Puppy play is a very important part of the puppy’s socialization and when supervised properly has many benefits, the most important of which are:
- teaching the pup about bite inhibition
- teaching the pup about reading canine body language
- teaching the pup about polite behaviour around his peers.
But… play unsupervised can be disastrous for the shy puppy who wants nothing more than to be left alone but is constantly being bullied by one of the other pups in the class.
So, to avoid a puppy play session from becoming your pup’s worst nightmare, the following rules must be adhered to.
- Pups in play must be watched all the time for any inappropriate and overly rough behaviour. Puppy play can be extremely rough at times, but there is a difference between rough and boisterous “give and take” and rough bully-boy tactics. Be aware of the difference, and immediately you see any pup behaving this way gently remove the offending puppy, take him away from the other pups and wait for him to calm down before putting him in amongst the other puppies again.
- Avoid letting the pups indulge in a free-for-all for more than 10 minutes.

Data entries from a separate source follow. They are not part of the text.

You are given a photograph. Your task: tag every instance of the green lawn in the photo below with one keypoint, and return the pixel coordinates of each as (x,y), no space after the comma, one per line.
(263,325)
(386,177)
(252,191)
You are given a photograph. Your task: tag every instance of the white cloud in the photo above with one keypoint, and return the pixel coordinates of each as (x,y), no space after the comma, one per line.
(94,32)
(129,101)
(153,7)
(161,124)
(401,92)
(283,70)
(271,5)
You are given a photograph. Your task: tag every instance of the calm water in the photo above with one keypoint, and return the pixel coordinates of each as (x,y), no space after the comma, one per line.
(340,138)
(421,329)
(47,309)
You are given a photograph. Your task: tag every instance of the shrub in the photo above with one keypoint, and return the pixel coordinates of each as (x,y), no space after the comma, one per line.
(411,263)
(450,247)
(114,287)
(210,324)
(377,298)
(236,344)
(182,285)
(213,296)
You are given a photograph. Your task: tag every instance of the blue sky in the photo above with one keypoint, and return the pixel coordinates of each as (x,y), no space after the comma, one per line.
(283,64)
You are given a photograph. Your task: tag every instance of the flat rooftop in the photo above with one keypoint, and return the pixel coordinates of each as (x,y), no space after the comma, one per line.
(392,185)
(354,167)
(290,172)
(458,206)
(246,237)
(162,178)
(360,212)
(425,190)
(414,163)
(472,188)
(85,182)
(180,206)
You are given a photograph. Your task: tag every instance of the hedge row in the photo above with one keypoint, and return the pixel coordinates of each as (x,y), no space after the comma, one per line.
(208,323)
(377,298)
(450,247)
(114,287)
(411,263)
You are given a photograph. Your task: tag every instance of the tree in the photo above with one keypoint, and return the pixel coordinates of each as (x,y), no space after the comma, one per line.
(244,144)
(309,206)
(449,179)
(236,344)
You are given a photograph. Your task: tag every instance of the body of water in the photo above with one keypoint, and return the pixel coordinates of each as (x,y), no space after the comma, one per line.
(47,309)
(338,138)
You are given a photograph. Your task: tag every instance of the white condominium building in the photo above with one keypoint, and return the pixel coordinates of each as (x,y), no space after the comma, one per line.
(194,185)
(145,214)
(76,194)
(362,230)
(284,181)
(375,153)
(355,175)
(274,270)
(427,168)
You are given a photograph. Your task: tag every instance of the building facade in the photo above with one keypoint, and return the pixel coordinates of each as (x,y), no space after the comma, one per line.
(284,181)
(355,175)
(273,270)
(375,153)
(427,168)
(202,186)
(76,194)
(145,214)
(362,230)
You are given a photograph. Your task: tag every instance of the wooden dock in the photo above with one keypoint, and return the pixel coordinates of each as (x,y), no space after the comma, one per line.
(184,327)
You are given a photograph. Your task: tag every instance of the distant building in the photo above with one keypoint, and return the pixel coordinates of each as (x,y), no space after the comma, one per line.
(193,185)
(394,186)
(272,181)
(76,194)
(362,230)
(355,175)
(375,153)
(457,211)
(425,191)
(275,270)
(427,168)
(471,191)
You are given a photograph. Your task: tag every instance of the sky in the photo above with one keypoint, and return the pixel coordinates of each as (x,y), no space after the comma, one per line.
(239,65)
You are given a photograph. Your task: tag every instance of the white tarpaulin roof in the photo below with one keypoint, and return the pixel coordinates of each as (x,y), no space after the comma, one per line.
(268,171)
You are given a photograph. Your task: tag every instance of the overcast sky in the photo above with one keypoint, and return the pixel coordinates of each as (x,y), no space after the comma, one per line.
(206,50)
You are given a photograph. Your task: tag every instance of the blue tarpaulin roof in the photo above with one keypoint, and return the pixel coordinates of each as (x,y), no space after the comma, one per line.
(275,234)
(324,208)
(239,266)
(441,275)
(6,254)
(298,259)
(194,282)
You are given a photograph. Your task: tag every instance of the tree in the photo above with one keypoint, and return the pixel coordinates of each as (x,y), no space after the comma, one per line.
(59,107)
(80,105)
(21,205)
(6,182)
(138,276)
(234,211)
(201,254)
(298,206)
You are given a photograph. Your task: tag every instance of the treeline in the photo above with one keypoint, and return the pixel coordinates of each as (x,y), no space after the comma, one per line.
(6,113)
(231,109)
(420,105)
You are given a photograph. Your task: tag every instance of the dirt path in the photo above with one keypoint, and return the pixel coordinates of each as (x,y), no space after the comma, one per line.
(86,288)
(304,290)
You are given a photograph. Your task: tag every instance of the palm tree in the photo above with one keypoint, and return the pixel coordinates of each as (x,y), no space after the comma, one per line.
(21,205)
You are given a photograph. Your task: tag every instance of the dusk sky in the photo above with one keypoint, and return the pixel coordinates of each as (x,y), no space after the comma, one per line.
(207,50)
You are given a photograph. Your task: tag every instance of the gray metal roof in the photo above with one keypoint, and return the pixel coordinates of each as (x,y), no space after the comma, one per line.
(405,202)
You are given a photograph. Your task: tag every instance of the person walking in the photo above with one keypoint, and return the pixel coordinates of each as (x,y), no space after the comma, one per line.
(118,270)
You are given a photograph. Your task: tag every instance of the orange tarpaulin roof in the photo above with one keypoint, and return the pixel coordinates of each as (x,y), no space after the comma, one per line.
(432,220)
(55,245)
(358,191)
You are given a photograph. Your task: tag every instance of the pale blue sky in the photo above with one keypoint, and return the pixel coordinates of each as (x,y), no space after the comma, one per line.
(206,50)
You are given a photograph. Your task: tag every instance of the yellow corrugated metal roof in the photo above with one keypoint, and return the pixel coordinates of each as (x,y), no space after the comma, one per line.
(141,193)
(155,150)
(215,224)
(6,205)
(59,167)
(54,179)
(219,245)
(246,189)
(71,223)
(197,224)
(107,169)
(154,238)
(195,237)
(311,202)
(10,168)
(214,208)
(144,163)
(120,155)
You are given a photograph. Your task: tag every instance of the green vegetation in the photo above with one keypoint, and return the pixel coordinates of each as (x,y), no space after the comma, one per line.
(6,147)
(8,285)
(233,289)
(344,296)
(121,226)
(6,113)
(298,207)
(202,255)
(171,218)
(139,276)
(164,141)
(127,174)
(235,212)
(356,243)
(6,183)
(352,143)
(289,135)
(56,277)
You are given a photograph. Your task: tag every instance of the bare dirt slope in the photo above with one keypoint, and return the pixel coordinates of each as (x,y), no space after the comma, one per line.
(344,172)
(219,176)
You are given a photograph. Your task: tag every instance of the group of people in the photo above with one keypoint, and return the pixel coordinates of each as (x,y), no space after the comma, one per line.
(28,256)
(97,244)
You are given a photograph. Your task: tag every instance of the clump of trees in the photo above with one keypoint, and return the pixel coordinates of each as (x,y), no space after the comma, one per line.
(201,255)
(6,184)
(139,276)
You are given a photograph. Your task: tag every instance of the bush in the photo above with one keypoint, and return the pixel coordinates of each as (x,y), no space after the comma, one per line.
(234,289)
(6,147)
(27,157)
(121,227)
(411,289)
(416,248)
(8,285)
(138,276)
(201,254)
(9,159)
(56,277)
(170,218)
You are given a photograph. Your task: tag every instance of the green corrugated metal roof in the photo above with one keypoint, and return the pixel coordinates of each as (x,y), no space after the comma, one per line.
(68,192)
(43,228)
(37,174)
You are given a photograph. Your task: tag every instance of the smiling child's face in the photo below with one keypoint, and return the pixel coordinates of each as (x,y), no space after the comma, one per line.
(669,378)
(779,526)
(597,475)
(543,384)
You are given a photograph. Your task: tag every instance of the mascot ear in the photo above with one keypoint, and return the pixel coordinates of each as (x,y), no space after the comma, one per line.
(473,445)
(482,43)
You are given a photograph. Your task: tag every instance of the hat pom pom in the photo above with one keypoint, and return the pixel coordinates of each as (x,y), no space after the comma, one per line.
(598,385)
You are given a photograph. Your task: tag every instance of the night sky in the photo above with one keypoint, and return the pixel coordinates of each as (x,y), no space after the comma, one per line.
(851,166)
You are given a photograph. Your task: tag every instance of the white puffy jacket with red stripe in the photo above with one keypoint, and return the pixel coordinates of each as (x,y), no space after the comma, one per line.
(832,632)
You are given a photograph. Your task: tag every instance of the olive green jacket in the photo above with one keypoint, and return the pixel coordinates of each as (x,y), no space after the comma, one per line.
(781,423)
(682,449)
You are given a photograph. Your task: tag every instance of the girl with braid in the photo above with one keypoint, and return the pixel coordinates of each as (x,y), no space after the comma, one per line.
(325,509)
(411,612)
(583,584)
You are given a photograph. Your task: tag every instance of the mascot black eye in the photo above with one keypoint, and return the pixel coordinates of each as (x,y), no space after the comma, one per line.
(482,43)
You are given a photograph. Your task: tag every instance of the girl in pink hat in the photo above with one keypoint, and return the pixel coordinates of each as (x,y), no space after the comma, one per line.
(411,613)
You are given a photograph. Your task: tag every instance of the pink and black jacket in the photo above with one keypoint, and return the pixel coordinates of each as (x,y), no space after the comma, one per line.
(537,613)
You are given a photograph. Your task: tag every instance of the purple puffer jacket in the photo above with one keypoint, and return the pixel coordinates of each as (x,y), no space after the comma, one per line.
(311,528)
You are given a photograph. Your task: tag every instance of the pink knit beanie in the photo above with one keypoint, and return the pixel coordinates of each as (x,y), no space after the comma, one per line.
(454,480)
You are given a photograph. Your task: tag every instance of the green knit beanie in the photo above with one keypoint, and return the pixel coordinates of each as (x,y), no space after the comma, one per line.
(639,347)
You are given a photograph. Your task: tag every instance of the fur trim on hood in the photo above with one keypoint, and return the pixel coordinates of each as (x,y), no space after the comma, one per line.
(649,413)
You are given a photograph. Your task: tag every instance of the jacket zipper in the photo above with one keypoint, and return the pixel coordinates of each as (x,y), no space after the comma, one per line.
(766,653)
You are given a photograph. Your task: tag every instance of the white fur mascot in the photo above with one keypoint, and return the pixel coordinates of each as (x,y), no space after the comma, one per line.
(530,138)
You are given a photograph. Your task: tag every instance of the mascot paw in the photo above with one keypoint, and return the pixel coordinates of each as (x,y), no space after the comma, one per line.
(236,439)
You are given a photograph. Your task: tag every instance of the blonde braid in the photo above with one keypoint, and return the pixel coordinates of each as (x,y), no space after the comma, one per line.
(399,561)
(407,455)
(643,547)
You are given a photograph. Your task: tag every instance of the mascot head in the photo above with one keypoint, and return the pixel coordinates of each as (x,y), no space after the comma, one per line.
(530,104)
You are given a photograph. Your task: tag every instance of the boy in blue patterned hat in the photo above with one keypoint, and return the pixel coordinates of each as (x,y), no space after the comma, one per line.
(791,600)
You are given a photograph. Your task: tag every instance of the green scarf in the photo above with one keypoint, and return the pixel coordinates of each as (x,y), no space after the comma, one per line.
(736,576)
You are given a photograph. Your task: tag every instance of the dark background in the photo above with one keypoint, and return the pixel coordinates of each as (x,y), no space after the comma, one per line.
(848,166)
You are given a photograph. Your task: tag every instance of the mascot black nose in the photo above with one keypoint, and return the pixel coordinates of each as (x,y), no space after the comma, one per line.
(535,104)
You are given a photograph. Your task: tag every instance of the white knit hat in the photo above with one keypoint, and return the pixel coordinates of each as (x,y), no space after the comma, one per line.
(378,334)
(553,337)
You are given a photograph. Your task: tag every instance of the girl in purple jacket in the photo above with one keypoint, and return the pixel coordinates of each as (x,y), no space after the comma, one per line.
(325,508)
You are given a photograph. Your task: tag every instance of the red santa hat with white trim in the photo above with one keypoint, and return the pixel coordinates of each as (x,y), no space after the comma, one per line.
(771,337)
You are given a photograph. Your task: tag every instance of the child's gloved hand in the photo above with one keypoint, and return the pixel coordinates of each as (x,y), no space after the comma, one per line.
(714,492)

After a brief period of play, call your pups to you and practise your attention/focus game until your pup has calmed down. Then let him loose to play again. This “off-switch” game is extremely important as it teaches the pups to calm down after an exciting interlude. What you are looking for is a period of boisterous play, followed by a period of calm sniffing and noodling initiated by the pups themselves.
- If the pup ignores you when you call him to you out of a play situation, gently get hold of his collar, calling him to you and removing him by luring him with really yummy treats. Reward him profusely when he is with you and away from the other pups. When you have his attention back on you then allow him to resume play. This recall out of play is a very important part of your pup’s training so it is a good idea to start practising it as soon as you can.
Play with their peers is an extremely good learning experience for your pups but so is interaction with older, trustworthy dogs. Older dogs will continue teaching your pup the manners it started off learning from its mother when still under her care.